In Medicare and health expenditures they asked for a reduction of 20%. In Social Security and Labor, they suggested a decrease of almost 350%. Again, this large drop may have been because they knew that Social Security has a fund separate from the general revenue, which is still building a surplus.

Here the WH budget cuts Health and Human Services by 16% and the National Institutes of Health by 20%. One of the key campaign promises Donald Trump made was to keep Social Security and Medicare just as they are.

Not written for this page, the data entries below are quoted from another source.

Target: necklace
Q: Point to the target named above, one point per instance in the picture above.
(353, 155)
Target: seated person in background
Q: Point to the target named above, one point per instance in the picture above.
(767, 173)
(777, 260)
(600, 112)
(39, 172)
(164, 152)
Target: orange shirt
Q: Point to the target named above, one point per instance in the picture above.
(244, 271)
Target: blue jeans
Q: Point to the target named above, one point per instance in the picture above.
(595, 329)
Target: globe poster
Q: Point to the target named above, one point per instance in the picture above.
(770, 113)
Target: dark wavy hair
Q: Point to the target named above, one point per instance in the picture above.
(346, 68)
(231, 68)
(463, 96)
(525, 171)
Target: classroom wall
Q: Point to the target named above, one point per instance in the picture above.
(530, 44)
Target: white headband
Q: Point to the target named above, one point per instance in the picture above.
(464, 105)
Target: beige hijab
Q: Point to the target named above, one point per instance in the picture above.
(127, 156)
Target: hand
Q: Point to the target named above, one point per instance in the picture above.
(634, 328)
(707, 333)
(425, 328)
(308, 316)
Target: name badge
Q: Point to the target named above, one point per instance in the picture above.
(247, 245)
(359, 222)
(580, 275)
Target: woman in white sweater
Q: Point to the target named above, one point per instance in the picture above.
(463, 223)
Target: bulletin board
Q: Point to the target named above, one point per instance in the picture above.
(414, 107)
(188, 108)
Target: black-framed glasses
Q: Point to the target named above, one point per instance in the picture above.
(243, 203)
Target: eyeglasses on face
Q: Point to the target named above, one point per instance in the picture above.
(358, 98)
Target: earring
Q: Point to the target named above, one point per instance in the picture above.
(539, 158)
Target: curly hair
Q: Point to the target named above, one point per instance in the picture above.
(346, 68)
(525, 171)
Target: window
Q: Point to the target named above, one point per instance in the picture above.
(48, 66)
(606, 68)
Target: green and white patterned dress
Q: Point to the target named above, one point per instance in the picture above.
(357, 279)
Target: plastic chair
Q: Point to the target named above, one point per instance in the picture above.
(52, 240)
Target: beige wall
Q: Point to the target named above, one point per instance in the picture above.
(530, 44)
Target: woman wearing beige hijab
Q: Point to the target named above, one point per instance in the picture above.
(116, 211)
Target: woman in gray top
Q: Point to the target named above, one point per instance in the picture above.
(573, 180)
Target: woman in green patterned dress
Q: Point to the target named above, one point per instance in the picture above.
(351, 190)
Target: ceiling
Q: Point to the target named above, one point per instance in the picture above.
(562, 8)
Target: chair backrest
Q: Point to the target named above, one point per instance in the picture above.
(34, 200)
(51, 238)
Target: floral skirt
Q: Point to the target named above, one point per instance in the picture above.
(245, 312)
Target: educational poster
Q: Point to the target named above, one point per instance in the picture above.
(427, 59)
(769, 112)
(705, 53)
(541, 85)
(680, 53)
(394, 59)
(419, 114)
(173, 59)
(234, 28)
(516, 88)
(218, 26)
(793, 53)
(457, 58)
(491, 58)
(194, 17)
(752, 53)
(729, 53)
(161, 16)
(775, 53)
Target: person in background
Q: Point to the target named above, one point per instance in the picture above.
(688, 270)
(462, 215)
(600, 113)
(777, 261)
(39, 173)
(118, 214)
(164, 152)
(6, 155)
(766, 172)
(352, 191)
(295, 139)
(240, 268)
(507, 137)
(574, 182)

However, Mick Mulvaney, Trump's director of the Office of Management and Budget, says that after 2018’s budget there could be cuts to the benefits and possibly partial privatization of Social Security. As for Medicare, the Trump endorsed American Health Care Act would have reduced the funding for Part A Medicare by $117 million over 10 years.

The final category was for foreign aid where they thought we should be spending 350% as much as we did in 2016. The proposed budget cuts the State Department budget by 29% and Treasury International Programs by 35%.

Dr. James Bode
Associate Professor Emeritus, Philosophy
Ohio State University - Lima

Dr. James Bode, Associate Professor of Philosophy, began teaching at Ohio State Lima in 1973, and he has spent most of his career studying argument of one sort or other. He is currently studying informal logic and ways to develop tools which will assist in the analysis and evaluation of ordinary argument. Dr. Bode has also developed ArguDraw, a computer program that allows the diagramming of any argument.